Renewable energy art helps us design a better future
The planet is getting warmer. Sea levels are rising. Climate change is being felt in disasters and shifting ecosystems around the world, in a way that’s often disturbing to individuals wondering how they can help.
In this time of uncertainty, artists can play a valuable role. Climate change requires rethinking our environments and lifestyles — and artists and designers have the skills to do so in a way that’s imaginative, inviting, and people-centered.
That’s the idea behind the Land Art Generator Initiative (LAGI), an organization that promotes the intersection of public art with sustainable energy infrastructure.
LAGI was founded in Dubai in 2008, and is now based in Pittsburgh under the umbrella of a nonprofit, the Society for Cultural Exchange. In 2010, LAGI launched an international competition, inviting proposals for installations that serve doubly as public art and as renewable energy sources.
“The intention is to change the conversation around climate change from one that focuses on the quite real, scary aspects to one that is more positive, that allows people to be inspired about the beauty of our post-carbon future,” says Robert Ferry, one of LAGI’s founding directors alongside Elizabeth Monoian.
“Some of the negative messages [about climate change] have the effect of turning people off, because they feel overwhelmed by the intractability of the problem,” Ferry says.
The installations prototyped through LAGI are both symbolic and practical: They invite people to understand renewable energy in a way that’s educational, accessible, and thought-provoking, and to encourage a movement away from carbon-based energy use.

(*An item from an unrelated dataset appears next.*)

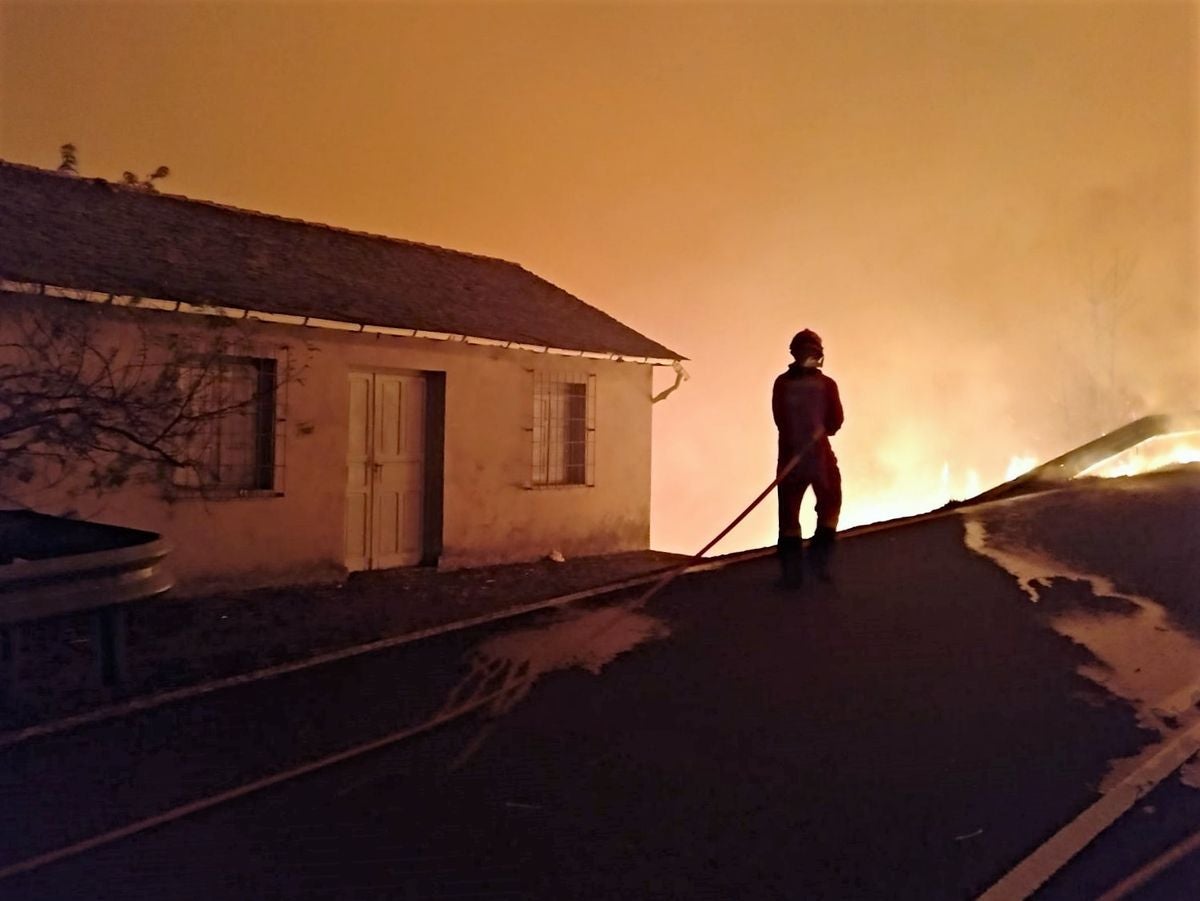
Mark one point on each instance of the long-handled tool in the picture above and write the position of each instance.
(671, 575)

But they’re also designed to actually generate power via clean energy.
The official definition of a land art generator is a work of public art that captures energy from nature and cleanly converts it to electricity; pays back its environmental impact and construction cost by producing kilowatt-hours of energy; draws visitors to the site through a unique public experience; creates places for leisure and learning; does not negatively impact the environment; and increases the livability of communities.
“By building these artworks as landmarks of this time in history, this important energy transition that we’re embarking on, we can leave a mark for future generations to learn from,” Ferry says. “And contemporary generations can engage directly with the technologies and learn more about them, in a way that art is able to communicate.”
One of the first LAGI submissions now moving toward full completion is WindNest, slated to start construction in Pittsburgh next year. Led by artist and landscape architect Trevor Lee, WindNest was originally submitted for the 2010 LAGI competition, and was chosen to be built in Pittsburgh with support from the Heinz Endowments, the Henry Hillman Foundation, the Horne Family Foundation, and the National Endowment for the Arts.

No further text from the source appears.